Par Florence Gauthier, Université Paris 7-Denis Diderot

Le sujet dont il sera question ici : le nom, Marianne, donné à la République, en France, vient de celui de Juan de Mariana, jésuite espagnol du XVIe siècle, peut paraître à première vue étrange. Il s’est peu à peu dégagé des recherches que j’ai menées depuis plus de 25 ans et m’a paru atteindre sa maturité, c’est la raison pour laquelle j’espère parvenir à le rendre audible. Je suis historienne de la Révolution en France et dans les colonies françaises du XVIIIe siècle et tout a commencé avec un mot : droit naturel, ce mot qui apparaît dans les Déclarations des droits de l’homme et du citoyen de 1789 et de 1793 et qui résume la théorie de ces révolutions.
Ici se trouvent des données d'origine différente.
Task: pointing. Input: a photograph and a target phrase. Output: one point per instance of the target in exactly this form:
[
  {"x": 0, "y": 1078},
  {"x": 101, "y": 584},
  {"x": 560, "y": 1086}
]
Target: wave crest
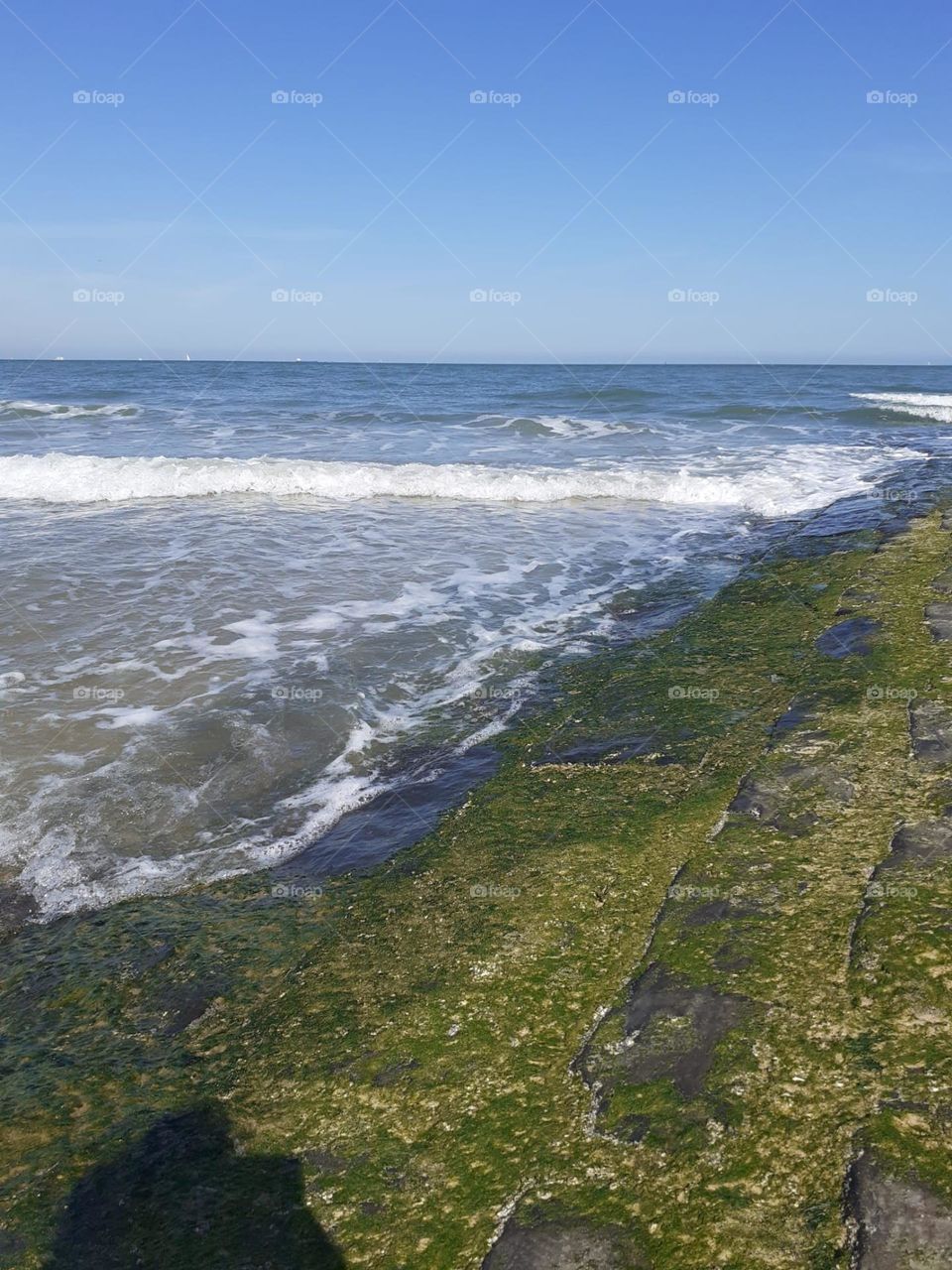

Ces révolutions ont mis à l’ordre du jour la nécessité de déclarer les droits de l’homme et du citoyen, les droits des peuples à leur souveraineté, le droit à l’existence, le droit de résister à l’oppression. C’est pourquoi je pense qu’il convient de les appeler Révolutions des droits de l’homme et du citoyen. C’est en cherchant à mieux comprendre cette notion de droit naturel que je suis remontée des Lumières aux Révolutions anglaises et hollandaise du XVIIe siècle, aux guerres de religion du XVIe siècle et au tout début de l’ère moderne. La période moderne débute avec la Renaissance. En suivant le droit naturel à sa source, je l’ai trouvé en Espagne, développé par l’École de Salamanque et précisément dans la définition renouvelée du droit naturel moderne qui a permis l’épanouissement de la philosophie du droit naturel moderne.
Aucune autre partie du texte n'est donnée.